Delta seeks approval for talks with United, Northwest

A merger would create the biggest airline in the US eclipsing American Airlines.

— -- Executives at Delta Air Lines DAL Friday will seek board approval to launch detailed merger talks with United Airlines and Northwest Airlines.

Sources with knowledge of the proposal to the board confirmed that CEO Richard Anderson is seeking authority to start talks with the airlines because their route networks complement Delta's. The sources asked not to be identified because they're not authorized to speak publicly.

Chicago-based United UAUA and Minneapolis-based Northwest NWA are strong in the Midwest and West and across the Pacific. Atlanta-based Delta's is concentrated in the East and across the Atlantic.

If successful, a merger of No. 3 Delta, with No. 2 United or No. 5 Northwest, would produce the biggest airline in the USA, eclipsing Fort Worth-based American. It could also set off a chain reaction of consolidation among the USA's biggest air carriers.

The online edition of The Wall Street Journal reported Thursday afternoon the Delta board proposal. Share prices soared, with United closing up 23.7% for the day; Northwest up 32.0%, and Delta up 18.2%.

Delta, Northwest and United declined to comment specifically on the board proposal or prospects for a merger. But Delta spokeswoman Betsy Talton said that Delta's board months ago established a special committee and hired advisers to explore strategic options, including a merger. United spokeswoman Jean Medina said her airline's position on "the need for consolidation" is well known.
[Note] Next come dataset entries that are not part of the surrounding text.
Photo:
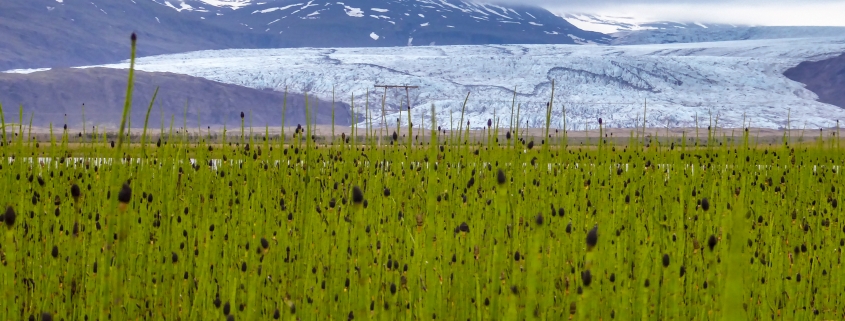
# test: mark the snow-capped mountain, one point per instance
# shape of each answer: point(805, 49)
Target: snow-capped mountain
point(621, 24)
point(52, 33)
point(633, 31)
point(737, 83)
point(367, 23)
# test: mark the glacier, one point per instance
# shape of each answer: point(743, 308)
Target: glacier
point(730, 84)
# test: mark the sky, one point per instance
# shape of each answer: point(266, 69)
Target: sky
point(746, 12)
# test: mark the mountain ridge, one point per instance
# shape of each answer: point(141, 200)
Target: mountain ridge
point(50, 33)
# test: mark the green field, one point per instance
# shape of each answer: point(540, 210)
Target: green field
point(505, 228)
point(273, 227)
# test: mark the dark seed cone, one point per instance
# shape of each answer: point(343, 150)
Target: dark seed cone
point(593, 238)
point(9, 217)
point(587, 278)
point(125, 194)
point(711, 242)
point(500, 177)
point(75, 191)
point(464, 227)
point(357, 195)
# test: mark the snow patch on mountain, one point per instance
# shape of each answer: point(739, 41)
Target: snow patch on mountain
point(353, 12)
point(233, 4)
point(728, 81)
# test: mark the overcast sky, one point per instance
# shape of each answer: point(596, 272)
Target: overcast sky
point(756, 12)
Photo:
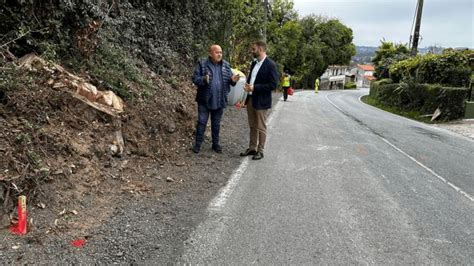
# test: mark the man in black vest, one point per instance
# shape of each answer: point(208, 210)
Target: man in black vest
point(213, 77)
point(263, 79)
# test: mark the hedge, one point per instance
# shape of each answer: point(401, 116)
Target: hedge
point(424, 98)
point(450, 68)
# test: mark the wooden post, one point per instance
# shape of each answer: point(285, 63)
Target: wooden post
point(416, 34)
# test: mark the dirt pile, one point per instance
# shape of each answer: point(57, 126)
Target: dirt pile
point(55, 147)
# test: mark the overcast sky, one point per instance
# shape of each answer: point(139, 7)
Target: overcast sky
point(447, 23)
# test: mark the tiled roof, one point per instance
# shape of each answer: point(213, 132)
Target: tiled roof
point(366, 67)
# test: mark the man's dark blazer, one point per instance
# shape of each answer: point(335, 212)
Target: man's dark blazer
point(267, 80)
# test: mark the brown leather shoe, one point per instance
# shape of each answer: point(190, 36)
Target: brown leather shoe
point(248, 152)
point(258, 156)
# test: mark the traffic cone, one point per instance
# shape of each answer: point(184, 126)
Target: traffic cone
point(20, 227)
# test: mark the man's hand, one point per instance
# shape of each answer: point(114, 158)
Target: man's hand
point(235, 78)
point(248, 87)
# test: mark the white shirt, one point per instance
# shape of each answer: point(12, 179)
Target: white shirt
point(255, 70)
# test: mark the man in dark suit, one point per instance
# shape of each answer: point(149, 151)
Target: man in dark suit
point(263, 78)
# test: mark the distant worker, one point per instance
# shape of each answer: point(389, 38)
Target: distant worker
point(316, 85)
point(286, 84)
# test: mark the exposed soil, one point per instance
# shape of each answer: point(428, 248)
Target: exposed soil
point(140, 206)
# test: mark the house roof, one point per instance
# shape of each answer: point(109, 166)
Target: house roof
point(366, 67)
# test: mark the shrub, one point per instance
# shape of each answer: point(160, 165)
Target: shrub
point(450, 68)
point(403, 70)
point(423, 98)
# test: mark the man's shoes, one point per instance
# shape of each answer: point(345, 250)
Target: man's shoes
point(196, 149)
point(217, 148)
point(258, 156)
point(248, 152)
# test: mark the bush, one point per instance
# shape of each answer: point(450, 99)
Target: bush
point(450, 68)
point(384, 92)
point(404, 69)
point(350, 85)
point(423, 98)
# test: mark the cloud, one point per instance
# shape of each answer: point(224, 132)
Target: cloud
point(444, 22)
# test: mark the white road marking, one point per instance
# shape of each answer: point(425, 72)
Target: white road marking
point(224, 193)
point(471, 198)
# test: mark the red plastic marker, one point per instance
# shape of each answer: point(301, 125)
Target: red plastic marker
point(79, 243)
point(20, 227)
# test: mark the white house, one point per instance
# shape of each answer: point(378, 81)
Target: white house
point(334, 78)
point(364, 74)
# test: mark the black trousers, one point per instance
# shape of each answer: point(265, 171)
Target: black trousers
point(285, 93)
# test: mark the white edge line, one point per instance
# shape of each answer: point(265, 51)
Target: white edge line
point(471, 198)
point(224, 193)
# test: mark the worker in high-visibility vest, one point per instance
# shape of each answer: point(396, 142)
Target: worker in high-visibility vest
point(286, 84)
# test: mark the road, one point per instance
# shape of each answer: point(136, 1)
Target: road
point(343, 182)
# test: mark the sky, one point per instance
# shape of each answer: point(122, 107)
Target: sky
point(446, 23)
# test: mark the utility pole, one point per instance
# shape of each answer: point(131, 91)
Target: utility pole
point(416, 34)
point(265, 21)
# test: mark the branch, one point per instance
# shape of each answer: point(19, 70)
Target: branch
point(19, 37)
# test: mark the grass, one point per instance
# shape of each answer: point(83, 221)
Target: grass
point(415, 115)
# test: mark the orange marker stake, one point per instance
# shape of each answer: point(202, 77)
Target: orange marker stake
point(20, 227)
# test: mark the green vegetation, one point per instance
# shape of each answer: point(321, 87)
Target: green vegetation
point(415, 115)
point(386, 55)
point(414, 98)
point(450, 68)
point(119, 71)
point(421, 84)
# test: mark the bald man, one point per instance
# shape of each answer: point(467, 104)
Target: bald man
point(213, 77)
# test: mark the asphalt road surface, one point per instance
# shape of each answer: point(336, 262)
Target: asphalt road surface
point(343, 182)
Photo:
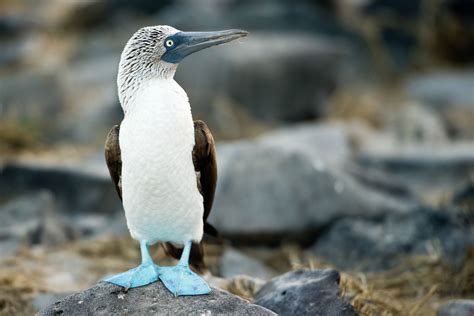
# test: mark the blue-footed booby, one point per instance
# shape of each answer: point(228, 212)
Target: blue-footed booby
point(162, 163)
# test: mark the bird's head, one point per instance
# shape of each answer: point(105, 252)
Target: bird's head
point(155, 51)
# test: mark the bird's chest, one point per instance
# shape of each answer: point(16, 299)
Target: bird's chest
point(157, 132)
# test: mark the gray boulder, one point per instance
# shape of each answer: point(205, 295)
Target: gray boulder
point(457, 308)
point(234, 263)
point(29, 219)
point(425, 170)
point(49, 205)
point(107, 299)
point(272, 187)
point(376, 245)
point(305, 292)
point(449, 93)
point(74, 189)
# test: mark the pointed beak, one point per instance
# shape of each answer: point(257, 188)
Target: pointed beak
point(183, 44)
Despite huge increases in fuel costs and intensifying competition from discounters, large U.S. airlines, since 9/11, have decided to combine operations only once: the America West-US Airways deal in 2005.

And prospects for a Delta merger now are far from certain. Calyon Securities' Ray Neidl noted that even if Delta's board gives its approval, "it's just permission to start formal talks. Nothing may come of it and they still would have to get regulatory blessing."

Airline mergers are unusually difficult because of federal scrutiny, labor union resistance and the industry's volatility. Delta emerged from Chapter 11 bankruptcy reorganization last year after rebuffing a $10 billion hostile takeover attempt by US Airways.

Former Delta CEO Gerald Grinstein, who opposed the merger, rallied employees with a "Keep Delta My Delta" campaign, and persuaded Delta's bankruptcy creditors to reject the deal.

Fuel is an airline's largest single expense, and the price of crude oil this month hit an all-time record of $100 a barrel. Consolidation could let airlines eliminate redundant airport hubs and overlapping routes, compete better against foreign carriers and raise fares.